В общежитии Коляше показали на койку возле окна, чисто и аккуратно заправленную. В тряской, бесконечной дороге да и на острове Коляша вдосталь выспался, и спать ему не хотелось. На тумбочке лежала толстая книга «Кобзарь». Коляша отправился в ближайший скверик, отыскал местечко потенистей, лег на траву, открыл страницу:

Рэвэ тай стогнэ Днипр широкый, Сэрдитый витэр завыва…

Ах ты, Днепр, Днепр! Тысячеверстная река и вечная теперь память и боль людская. Ох, и широк же Днепр! Особенно ночью. Осенней ночью. Темной, холодной, когда окажешься в воде среди людского, кипящего месива, под продырявленным фонарями небом, весь беззащитный, весь смерти открытый, и река совсем холодная и без берегов…

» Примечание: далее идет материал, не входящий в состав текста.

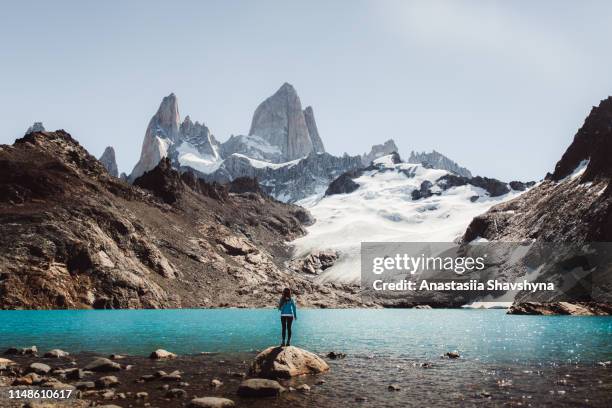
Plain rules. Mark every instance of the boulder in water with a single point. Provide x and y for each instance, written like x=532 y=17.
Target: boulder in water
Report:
x=107 y=381
x=56 y=353
x=39 y=368
x=286 y=362
x=161 y=354
x=102 y=365
x=260 y=387
x=5 y=363
x=211 y=402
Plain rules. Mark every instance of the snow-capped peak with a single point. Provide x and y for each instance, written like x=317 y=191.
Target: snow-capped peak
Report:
x=393 y=202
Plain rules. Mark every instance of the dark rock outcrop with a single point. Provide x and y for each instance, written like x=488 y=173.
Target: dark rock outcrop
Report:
x=344 y=184
x=437 y=160
x=494 y=187
x=521 y=186
x=109 y=162
x=242 y=185
x=592 y=143
x=573 y=205
x=36 y=127
x=379 y=151
x=163 y=181
x=424 y=191
x=292 y=182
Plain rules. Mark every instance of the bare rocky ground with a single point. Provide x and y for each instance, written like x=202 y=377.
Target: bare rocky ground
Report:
x=75 y=237
x=360 y=380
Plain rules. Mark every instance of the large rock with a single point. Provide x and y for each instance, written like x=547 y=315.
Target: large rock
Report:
x=56 y=353
x=5 y=363
x=260 y=387
x=39 y=368
x=107 y=381
x=161 y=354
x=102 y=365
x=286 y=362
x=109 y=162
x=24 y=351
x=211 y=402
x=280 y=121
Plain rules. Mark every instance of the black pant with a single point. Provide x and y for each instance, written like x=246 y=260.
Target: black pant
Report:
x=286 y=322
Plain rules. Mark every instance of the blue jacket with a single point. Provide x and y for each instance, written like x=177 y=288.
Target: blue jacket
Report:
x=287 y=307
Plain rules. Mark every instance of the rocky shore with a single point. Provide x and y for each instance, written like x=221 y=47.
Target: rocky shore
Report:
x=165 y=379
x=561 y=308
x=290 y=376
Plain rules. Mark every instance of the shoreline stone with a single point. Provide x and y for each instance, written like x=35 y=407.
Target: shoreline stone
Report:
x=286 y=362
x=260 y=387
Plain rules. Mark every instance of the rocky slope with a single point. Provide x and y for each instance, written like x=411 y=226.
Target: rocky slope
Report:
x=109 y=162
x=438 y=161
x=572 y=205
x=36 y=127
x=76 y=237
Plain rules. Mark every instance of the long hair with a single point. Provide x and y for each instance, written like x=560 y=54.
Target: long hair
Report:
x=286 y=296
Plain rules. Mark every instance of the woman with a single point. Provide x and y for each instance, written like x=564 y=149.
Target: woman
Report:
x=288 y=313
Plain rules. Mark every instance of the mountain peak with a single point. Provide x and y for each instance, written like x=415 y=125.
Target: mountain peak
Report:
x=162 y=131
x=287 y=87
x=280 y=121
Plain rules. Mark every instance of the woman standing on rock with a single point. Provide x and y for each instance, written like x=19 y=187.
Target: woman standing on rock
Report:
x=288 y=313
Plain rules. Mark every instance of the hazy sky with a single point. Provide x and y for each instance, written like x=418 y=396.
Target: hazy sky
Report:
x=500 y=87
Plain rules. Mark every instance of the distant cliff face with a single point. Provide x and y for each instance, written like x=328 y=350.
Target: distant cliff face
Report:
x=289 y=182
x=438 y=161
x=109 y=162
x=571 y=208
x=75 y=237
x=574 y=203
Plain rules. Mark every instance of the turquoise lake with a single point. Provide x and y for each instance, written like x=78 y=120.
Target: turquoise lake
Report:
x=483 y=335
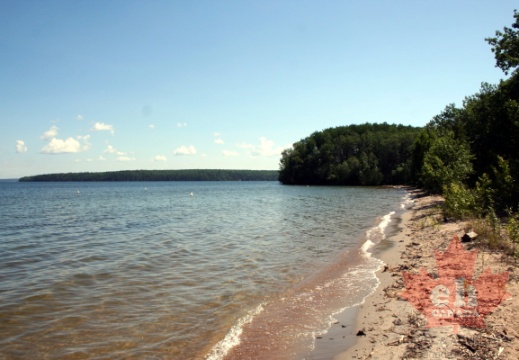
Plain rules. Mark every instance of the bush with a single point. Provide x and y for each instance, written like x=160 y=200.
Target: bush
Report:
x=460 y=201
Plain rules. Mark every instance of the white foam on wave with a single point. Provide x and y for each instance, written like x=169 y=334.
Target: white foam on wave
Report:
x=232 y=339
x=407 y=202
x=376 y=234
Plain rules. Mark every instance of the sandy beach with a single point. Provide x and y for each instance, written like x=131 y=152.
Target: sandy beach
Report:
x=389 y=327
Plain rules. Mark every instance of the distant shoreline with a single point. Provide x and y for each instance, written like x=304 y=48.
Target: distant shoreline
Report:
x=158 y=175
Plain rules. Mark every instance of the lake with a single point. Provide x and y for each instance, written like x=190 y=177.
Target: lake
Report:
x=183 y=270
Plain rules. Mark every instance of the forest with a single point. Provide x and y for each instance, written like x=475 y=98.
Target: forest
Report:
x=367 y=154
x=161 y=175
x=468 y=154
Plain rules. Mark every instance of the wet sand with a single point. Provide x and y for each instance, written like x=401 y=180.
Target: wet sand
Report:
x=393 y=329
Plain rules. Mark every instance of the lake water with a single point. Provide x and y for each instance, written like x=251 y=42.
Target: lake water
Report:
x=182 y=270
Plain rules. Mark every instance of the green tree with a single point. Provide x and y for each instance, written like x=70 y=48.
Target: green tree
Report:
x=505 y=46
x=447 y=161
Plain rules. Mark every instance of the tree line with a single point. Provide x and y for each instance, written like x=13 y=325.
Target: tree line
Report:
x=161 y=175
x=367 y=154
x=469 y=154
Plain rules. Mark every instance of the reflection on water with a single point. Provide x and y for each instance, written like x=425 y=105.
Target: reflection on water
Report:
x=145 y=270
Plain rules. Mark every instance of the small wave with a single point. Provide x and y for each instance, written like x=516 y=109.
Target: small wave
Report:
x=407 y=202
x=232 y=338
x=376 y=234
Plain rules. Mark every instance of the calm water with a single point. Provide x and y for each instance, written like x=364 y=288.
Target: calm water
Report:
x=182 y=270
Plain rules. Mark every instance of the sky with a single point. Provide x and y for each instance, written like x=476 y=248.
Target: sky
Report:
x=205 y=84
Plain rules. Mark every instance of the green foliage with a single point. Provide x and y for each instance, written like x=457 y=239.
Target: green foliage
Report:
x=505 y=46
x=512 y=228
x=368 y=154
x=460 y=202
x=447 y=160
x=161 y=175
x=506 y=185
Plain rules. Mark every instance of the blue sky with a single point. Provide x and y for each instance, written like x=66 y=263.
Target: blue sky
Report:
x=116 y=85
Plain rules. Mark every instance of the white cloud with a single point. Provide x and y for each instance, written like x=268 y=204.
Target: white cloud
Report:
x=69 y=145
x=160 y=158
x=20 y=146
x=125 y=158
x=264 y=148
x=230 y=153
x=185 y=150
x=51 y=133
x=111 y=150
x=103 y=127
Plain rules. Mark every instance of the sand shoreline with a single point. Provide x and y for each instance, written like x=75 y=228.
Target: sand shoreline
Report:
x=394 y=329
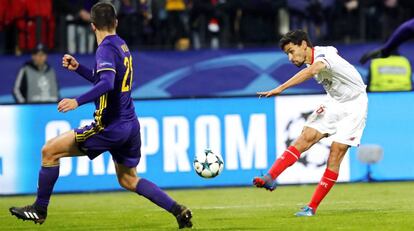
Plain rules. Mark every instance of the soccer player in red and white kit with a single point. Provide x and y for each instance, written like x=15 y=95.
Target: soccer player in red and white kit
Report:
x=341 y=116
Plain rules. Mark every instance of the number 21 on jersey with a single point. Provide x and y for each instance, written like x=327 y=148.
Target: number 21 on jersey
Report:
x=127 y=80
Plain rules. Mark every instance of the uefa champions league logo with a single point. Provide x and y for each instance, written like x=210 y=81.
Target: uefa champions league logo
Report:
x=231 y=75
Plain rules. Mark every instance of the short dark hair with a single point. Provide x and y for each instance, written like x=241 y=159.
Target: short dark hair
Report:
x=103 y=16
x=296 y=37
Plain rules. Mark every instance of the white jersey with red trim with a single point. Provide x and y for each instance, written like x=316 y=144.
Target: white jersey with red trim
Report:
x=340 y=79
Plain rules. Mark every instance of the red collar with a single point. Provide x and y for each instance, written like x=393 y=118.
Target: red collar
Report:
x=313 y=55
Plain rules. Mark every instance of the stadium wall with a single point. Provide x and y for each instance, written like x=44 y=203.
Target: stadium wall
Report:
x=246 y=131
x=170 y=74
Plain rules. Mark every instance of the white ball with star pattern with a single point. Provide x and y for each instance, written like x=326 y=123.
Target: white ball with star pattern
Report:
x=208 y=164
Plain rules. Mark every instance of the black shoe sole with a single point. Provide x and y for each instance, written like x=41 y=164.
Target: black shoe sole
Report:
x=37 y=221
x=186 y=221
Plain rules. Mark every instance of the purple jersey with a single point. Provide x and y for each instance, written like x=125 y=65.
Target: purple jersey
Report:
x=116 y=105
x=116 y=128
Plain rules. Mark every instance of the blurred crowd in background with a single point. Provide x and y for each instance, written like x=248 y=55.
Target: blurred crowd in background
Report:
x=63 y=25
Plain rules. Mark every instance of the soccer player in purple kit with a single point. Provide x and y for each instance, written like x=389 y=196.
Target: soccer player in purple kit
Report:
x=115 y=129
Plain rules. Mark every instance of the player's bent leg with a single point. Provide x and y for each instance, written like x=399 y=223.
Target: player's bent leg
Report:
x=308 y=137
x=56 y=148
x=127 y=178
x=61 y=146
x=330 y=175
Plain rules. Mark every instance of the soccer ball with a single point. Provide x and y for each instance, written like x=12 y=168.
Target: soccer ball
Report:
x=208 y=164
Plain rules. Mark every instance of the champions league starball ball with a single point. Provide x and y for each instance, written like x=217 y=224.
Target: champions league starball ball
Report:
x=208 y=164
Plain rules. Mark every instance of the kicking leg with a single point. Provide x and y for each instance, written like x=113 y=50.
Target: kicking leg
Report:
x=128 y=179
x=328 y=180
x=308 y=137
x=63 y=145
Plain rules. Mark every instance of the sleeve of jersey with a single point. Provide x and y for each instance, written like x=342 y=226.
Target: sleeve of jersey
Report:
x=105 y=84
x=105 y=59
x=86 y=73
x=324 y=58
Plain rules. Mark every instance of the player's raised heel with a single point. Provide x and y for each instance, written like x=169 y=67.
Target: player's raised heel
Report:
x=30 y=213
x=265 y=181
x=183 y=216
x=306 y=211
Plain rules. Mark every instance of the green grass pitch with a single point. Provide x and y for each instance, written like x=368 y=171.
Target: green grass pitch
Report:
x=362 y=206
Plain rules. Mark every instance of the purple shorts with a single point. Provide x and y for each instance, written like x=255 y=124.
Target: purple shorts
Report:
x=121 y=139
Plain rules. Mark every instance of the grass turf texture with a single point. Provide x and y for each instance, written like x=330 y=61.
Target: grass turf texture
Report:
x=376 y=206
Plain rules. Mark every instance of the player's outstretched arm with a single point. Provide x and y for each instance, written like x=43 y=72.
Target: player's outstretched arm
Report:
x=300 y=77
x=105 y=84
x=72 y=64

Рэвэ тай стогнэ Днипр широкый… Он и стонал, и ревел тысячами ртов.

Внимание Коляши привлекли две девчушки в платьицах горошком и с маковыми лепестками-крылышками на плечиках вместо рукавов. Обе круглоглазые, тощенькие, с облезлой от солнца кожей, они играли в пятнашки, бегая вокруг скамьи, уставши, плюхались на скамейку, где лежали два пакетика с вишнями, церемонно одергивая платьишки на коленях, плевались косточками — кто дальше, целясь угодить в заплату поврежденного взрывом или гусеницей клена, и о чем-то все время перешептывались, Он наблюдал, как они доставали из кульков за стерженьки ягоду, как губами срывали ее, катали во рту, и губы на испитых лицах девочек становились все более алыми от сока, худенькие их мордашки, казалось, тоже зарозовели.

По траве зашуршали сандалии и утихли подле него. Коляша не слышал детских шагов, не видел девчушек с протянутыми к нему кульками. Он читал «Кобзаря» и никак не мог уйти дальше первой строчки: «Рэвэ тай стогнэ…»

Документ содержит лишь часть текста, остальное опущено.